- The Washington Times - Wednesday, November 27, 2002

Say the words "credit rating agency" in the company of Wall Street buy side analysts and you will probably get a snicker or a sigh. But credit rating agencies have been given the regulatory ability to arbiter markets, in part because the agencies deemed by the Securities and Exchange Commission (SEC) to be nationally recognized have final say on what is "investment grade." And they are privy, at least in theory, to confidential corporate information that they don't directly share with the market at large.

Given the market-moving power of these nationally recognized credit rating agencies, of which there are only three, it is fortunate that Congress asked the Securities and Exchange Commission (SEC) to review the regulatory haven in which they operate. Last Thursday, the SEC held the second and last scheduled public hearing on these agencies, in which credit-rating and corporate executives, fund managers and academics participated. In January, the SEC is slated to send Congress its study on the agencies.

About half of Americans own equity and a great many own debt (corporate and otherwise), often as part of a retirement fund. Credit ratings, therefore, have broad social and market significance. But skepticism regarding the accuracy of ratings spans a wide range of industries.

At the SEC hearing, panelists voiced frustration with the regulatory lock that nationally recognized statistical ratings organizations (NRSRO) have on the market. Moody's, Standard & Poors and Fitch are the only NRSROs. By law, money-market fund managers must invest only in financial instruments deemed by the three NRSROs to be high-quality, short-term instruments. So, even if investors look askance at these ratings, they have currency regardless of their accuracy because they establish which assets fund managers may purchase.

Fund managers are, in effect, forced to subscribe to the research services of the NRSROs, in order to try to anticipate which way the agencies may be leaning before they announce a rating. Even more troubling, these agencies charge the companies they rate, and get about 90 percent of their revenues from these fees. Most credit rating agencies that aren't deemed by the SEC to be nationally recognized make their revenue through subscriptions.

"We don't have a choice of subscribing to a broader universe" of credit rating agencies, said Stephanie Petersen, head of Charles Schwab's Portfolio Management Money Fund. "We become captives of those agencies," she said, adding, "the price competition between them just doesn't exist."

The perception that NRSROs hold sway over a regulatory protected racket erodes investors' already precarious confidence in the market in the wake of the Enron and WorldCom implosions. But the SEC has an admittedly tricky task in identifying appropriate reform. In deciding which credit raters will become NRSROs, the SEC looks at the market's acceptance of an agency's ratings, along with its research methodology and resources. While this criteria seems to make sense, it has made the market excessively tight, since it is difficult for independent agencies to gain market acceptance if they lack the NRSRO label. For the lucky three in the club, becoming nationally recognized is a self-fulfilling prophecy.

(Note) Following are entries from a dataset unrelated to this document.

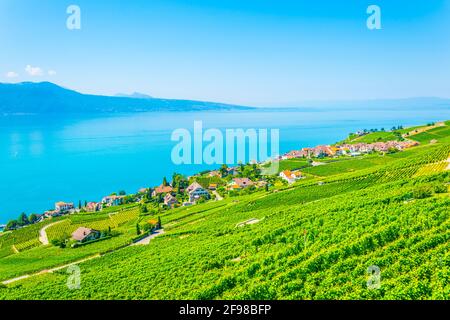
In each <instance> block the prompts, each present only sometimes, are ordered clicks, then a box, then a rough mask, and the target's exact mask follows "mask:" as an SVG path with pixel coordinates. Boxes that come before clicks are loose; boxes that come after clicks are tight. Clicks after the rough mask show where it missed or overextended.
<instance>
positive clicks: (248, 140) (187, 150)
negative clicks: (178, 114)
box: [171, 121, 280, 175]
mask: <svg viewBox="0 0 450 320" xmlns="http://www.w3.org/2000/svg"><path fill="white" fill-rule="evenodd" d="M279 140H280V132H279V129H270V130H269V129H241V128H238V129H225V134H224V133H223V132H222V131H221V130H219V129H216V128H210V129H207V130H203V122H202V121H194V128H193V133H192V134H191V132H190V131H189V130H188V129H185V128H179V129H176V130H174V131H173V132H172V135H171V141H174V142H178V143H177V144H176V145H175V146H174V147H173V149H172V153H171V157H172V162H173V163H174V164H177V165H181V164H208V165H212V164H228V165H232V164H236V163H238V162H245V161H246V160H248V162H253V163H262V162H263V161H268V163H267V166H264V167H263V174H267V175H268V174H275V173H277V172H278V165H279V163H278V161H270V160H274V159H275V158H276V157H278V156H279ZM204 143H205V144H204ZM247 149H248V150H247ZM269 149H270V153H269ZM269 162H270V164H269Z"/></svg>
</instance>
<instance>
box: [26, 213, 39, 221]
mask: <svg viewBox="0 0 450 320" xmlns="http://www.w3.org/2000/svg"><path fill="white" fill-rule="evenodd" d="M38 220H39V217H38V215H37V214H35V213H32V214H30V216H29V217H28V222H29V223H36V222H37V221H38Z"/></svg>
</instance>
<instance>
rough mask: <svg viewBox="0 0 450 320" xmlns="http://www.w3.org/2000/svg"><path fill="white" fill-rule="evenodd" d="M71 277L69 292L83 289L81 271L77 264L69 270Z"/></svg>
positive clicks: (67, 272) (68, 272) (73, 265)
mask: <svg viewBox="0 0 450 320" xmlns="http://www.w3.org/2000/svg"><path fill="white" fill-rule="evenodd" d="M67 273H68V274H69V277H68V278H67V288H69V290H78V289H80V288H81V270H80V267H79V266H77V265H76V264H73V265H71V266H69V267H68V268H67Z"/></svg>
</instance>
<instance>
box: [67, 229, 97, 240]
mask: <svg viewBox="0 0 450 320" xmlns="http://www.w3.org/2000/svg"><path fill="white" fill-rule="evenodd" d="M98 238H100V231H98V230H94V229H90V228H85V227H80V228H78V229H77V230H75V232H74V233H72V239H73V240H75V241H78V242H86V241H91V240H96V239H98Z"/></svg>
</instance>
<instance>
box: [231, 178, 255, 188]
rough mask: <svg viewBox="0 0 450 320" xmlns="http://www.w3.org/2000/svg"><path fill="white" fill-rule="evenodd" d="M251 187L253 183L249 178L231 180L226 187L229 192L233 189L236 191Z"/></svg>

The SEC could broaden the NRSRO sphere, though, by adjusting its criteria a notch. Many independent credit raters have made inroads in the market by specializing in a certain sector or industry. If market acceptance of these ratings for niche areas is high, then the SEC should let the agencies brandish NRSRO credentials for their area of specialization.

Fresh competition would reinvigorate the ratings industry at a critical time for markets. The SEC's regulatory framework has become especially anachronistic in view of the multiple mergers in the NRSRO sphere, which brought the number of competing NRSROs to just three. Given a more dynamic industry, credit raters will soon recover some of their lost credibility.